Mark was amazed at the statement. Gessel Kirban had said nothing about the fact to which the general was privy.
“I and the Israeli government have been assured that this is so. Let us pray it is as they say,” Gen. Motti Hod said with clinical assessment.
“At exactly 7:45, you shall be over your target, leading the I F into Egypt in a preemptive strike that, I pray to God, will end this war before it has a chance to get started.”
Gessel Kirban led the way, with Laura Morgan close on his heels. Neither had ever felt physically better, and Kirban was amazed at his own lack of concern about the possibility of being discovered while they moved down the darkened corri
dor.
Laura depended on the scientist to get them to the secret places in the complex. She knew nothing of Kirban, except the things he told her, upon the glowing sphere hovering over him and awakening him from his comatose condition.
Laura had arisen from her own coma, her muscles’ strength and conscious thought miraculously returned to her in an instant. She then was irresistibly drawn by the sphere into the adjoining room. She was, somehow, made to understand that she must remove from the man’s body the tubes and wires--the same type of medical devices to which she had been connected.
Kirban told her, after he was again to full health, that he was Mark Lansing’s scientist-mentor. The last thing he remembered was investigating the sounds--the almost painful, but low-level hum coming from the forbidden regions of the Taos underground facility.
Laura wondered why she had not asked a thousand questions of him. What had happened to her? What was her daughter, Lori, doing here? What about Mark Lansing?
The last thing she remembered, she had told Kirban, was walking, feeling groggy, into the apartment’s living room.

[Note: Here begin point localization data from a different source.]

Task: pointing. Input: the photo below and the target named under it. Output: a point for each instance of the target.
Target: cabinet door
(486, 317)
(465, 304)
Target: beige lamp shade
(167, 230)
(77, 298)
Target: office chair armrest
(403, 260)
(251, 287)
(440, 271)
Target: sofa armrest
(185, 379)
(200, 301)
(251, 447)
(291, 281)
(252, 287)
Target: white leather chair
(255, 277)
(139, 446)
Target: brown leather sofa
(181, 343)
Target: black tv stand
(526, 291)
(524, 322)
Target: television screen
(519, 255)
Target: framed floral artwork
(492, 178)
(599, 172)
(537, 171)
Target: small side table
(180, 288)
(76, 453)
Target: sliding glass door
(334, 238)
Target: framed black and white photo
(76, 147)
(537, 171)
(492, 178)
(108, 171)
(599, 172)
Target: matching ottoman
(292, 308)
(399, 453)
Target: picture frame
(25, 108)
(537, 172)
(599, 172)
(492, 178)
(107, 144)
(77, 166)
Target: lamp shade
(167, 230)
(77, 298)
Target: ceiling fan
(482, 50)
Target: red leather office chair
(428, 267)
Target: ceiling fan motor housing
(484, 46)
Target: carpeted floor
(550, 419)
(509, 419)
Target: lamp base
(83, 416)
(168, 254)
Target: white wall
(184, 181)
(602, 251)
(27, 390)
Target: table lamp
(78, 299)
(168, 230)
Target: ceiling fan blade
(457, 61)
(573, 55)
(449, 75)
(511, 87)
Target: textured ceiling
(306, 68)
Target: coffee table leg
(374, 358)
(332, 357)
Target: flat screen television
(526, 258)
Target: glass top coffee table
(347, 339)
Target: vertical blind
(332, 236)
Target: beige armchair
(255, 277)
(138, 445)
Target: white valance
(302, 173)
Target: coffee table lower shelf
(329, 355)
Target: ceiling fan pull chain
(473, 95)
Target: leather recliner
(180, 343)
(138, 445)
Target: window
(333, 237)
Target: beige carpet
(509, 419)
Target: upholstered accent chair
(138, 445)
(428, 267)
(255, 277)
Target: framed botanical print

She saw a bright light--then, nothing.
There was no time for further discussion. The glowing light, its warmth and intense, yet comforting, electrical-like stimulation had overcome their fears. The glow had grown, divided, and completely engulfed them, individually. Each could see the other, watch the glowing force that flowed over and around the other. The aura grew brighter over each of them, while it changed and intermingled with colors neither had ever seen.
Somehow, the light had permeated even their thoughts. They knew, at the same time, what they must do. Each must make a phone call to Israel, and the numbers to be given the operator, remained etched in their minds, even now, while they followed the light’s innermost directive to go to where Kirban had experienced the unexplainable.
Both Laura and Kirban wore white orderly clothing, which they found in neatly folded piles when Laura investigated a supply closet just outside Kirban’s room. Laura let the thought run through her mind now, looking far down the long, dark corridor. Not only the medical clothing fit, even the shoes were the right size.